Price 30,000 gp; Passage 1 sp

This three-masted ship has 70 oars on either side and requires a total crew of 200. A galley is 130 feet long and 20 feet wide, and can carry 150 tons of cargo or 250 soldiers. For 8,000 gp more, it can be fitted with a ram and firing platforms fore, aft, and amidships. This ship cannot make sea voyages and sticks close to the coast. It moves about 4 miles / hour when being rowed or under sail.

Junk

Price 15,000 gp; Passage 1 sp

This flat-bottomed sailing ship has two or three masts with junk-rigged sails, allowing it to be easily sailed by small crews. Junks typically have a high poop deck and no keel.

Keelboat

Price 3,000 gp; Passage 1 sp

This 50- to 75-foot-long ship is 15 to 20 feet wide and has a dozen oars to supplement its single mast with a square sail. It requires a crew of 8 to 15 to sail and can carry 40 to 50 tons of cargo or 100 soldiers. It can make sea voyages, as well as sail down rivers (thanks to its flat bottom). It moves about 1 mile / hour.

Longship

Price 10,000 gp; Passage 5 cp

This 75-foot-long ship with 40 oars requires a total crew of 50. It has a single mast and a square sail, and it can carry 50 tons of cargo or 120 soldiers. A longship can make sea voyages.
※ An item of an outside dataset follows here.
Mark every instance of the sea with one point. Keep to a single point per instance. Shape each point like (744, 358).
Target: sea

It moves about 3 miles / hour when being rowed or under sail.

Raft

Price —; Passage 1 cp

The most basic and primitive type of watercraft, a raft is a simple, flat boat with no hull, often made of logs lashed together. It typically uses two to four oars for propulsion.

Rowboat

Price 50 gp; Passage 2 cp

This 8- to 12-foot-long boat with two oars holds two or three Medium passengers, and is either carried on the deck of a larger ship or moored to a dock onshore. A rowboat moves about 1-1/2 miles / hour.

Sailing Ship

Price 10,000 gp; Passage 2 sp

This large, seaworthy ship is 75 to 90 feet long, 20 feet wide, and has a crew of 20. It can carry 150 tons of cargo. It has square sails on its two masts and can make sea voyages. It moves about 2 miles / hour.

Ship’s Boat

Price 500 gp; Passage 2 cp

Ship’s boats are usually carried on the decks of larger ships to ferry passengers and cargo.

Warship

Price 25,000 gp; Passage 2 sp

This 100-foot-long ship has a single mast, although oars can also propel it. It has a crew of 60 to 80 rowers. This ship can carry 160 soldiers, but not for long distances, since there isn’t room for supplies to support that many people. A warship cannot make sea voyages and sticks to the coast. It is not used for cargo. It moves about 2-1/2 miles / hour when being rowed or under sail.